Questo è chiaro, ma tra gli assalitori di suo figlio c’era anche un dodicenne, non sarebbe stato giusto punirlo?

Si sbaglia il target. In questi giorni si torna a parlare della certezza della pena, per me è necessaria l’esecuzione della pena, tradotto con una domanda: cosa ne facciamo di questi ragazzi? Li vogliamo imputare a 14 anni, come adesso, a 12 anni, come propone la Lega? Ma per fare cosa. Prendiamo la messa alla prova in una comunità, chi ne tiene conto dell’esito del percorso, chi si prende cura di un eventuale fallimento che è sempre dietro l’angolo? Nella violenta e quasi mortale aggressione a mio figlio c’era chi, da infraquattordicenne, già aveva commesso reati e così è per l’assassino di Giovanbattista Cutolo (ucciso nei pressi di piazza Municipio, a Napoli, da un sedicenne, ndr). 

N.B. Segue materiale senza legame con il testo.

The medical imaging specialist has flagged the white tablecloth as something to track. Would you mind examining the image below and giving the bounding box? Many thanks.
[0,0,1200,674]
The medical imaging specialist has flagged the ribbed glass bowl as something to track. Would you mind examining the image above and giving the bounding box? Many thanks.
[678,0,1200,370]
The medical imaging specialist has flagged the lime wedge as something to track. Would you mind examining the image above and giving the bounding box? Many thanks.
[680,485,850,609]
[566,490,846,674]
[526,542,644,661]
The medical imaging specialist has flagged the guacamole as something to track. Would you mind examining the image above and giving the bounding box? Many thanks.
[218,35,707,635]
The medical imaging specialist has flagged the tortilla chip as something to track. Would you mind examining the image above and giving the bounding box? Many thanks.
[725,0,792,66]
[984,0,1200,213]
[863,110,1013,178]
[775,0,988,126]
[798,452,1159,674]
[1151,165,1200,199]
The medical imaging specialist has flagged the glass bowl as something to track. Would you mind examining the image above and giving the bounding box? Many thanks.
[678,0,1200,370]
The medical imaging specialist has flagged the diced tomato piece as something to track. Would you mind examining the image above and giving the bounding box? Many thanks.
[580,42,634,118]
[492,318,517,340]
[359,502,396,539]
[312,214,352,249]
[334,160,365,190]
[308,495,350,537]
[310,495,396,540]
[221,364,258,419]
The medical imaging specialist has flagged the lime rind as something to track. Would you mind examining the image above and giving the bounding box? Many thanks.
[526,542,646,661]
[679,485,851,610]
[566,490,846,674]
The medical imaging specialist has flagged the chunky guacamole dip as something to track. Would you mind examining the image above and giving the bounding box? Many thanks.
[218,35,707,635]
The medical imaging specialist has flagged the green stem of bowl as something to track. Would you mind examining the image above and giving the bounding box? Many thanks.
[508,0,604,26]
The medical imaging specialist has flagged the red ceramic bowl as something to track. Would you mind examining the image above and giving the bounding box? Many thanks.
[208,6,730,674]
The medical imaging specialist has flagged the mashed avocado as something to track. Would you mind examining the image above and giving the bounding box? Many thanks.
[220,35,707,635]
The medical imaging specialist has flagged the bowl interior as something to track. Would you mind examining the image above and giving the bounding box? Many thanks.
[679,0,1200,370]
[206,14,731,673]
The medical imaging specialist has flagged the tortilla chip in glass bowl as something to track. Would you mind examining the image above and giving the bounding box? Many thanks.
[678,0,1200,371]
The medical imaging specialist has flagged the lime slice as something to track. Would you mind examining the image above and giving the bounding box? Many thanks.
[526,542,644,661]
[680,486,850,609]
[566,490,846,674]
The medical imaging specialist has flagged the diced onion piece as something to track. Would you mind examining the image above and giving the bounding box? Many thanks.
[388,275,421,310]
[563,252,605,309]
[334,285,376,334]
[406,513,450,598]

Il problema non è innalzare o abbassare l’asticella, ma alzare la soglia dell’attenzione. Se a meno di 14 anni commetti un reato devi essere seguito comunque indipendentemente dal percorso penale. Il provvedimento del governo per questo è inefficace, risponde a un atteggiamento ottuso e forcaiolo che non risolve il problema. Non interviene sull’impianto rieducativo delle condotte criminogene o pre-criminali di questi ragazzi prima dei 14 anni, che precedono il passaggio a una criminalità più organizzata. 

Ma allora cosa bisognerebbe fare?

Dovrebbero imporre percorsi nelle pre-devianza, i ragazzi minori di 14 anni devono avere l’obbligo del percorso che significa messa alla prova anche senza processo, destinarli a una comunità anche senza condanna in modo da avviare iter di rieducazione specializzati. Una messa alla prova che, però, non deve diventare un mero adempimento burocratico. Se a 13 anni hai già fatto un tentato omicidio è ragionevole che farai omicidio a 16-17 anni. L’omicida di Giovanbattista Cutolo non ha fatto percorsi educativi, formativi, riabilitativi, ma ha fatto la scuola della strada con rapine, estorsioni e ogni genere di reato. Questo ragazzo non era visto da nessun cruscotto della giustizia, ignorato prima che premesse il grilletto. 

Nel decreto che sarà discusso in parlamento c’è l’arresto per i minori, dai 14 anni in su, colti in flagranza per reati come spaccio di stupefacenti e violenza a pubblico ufficiale, servirà?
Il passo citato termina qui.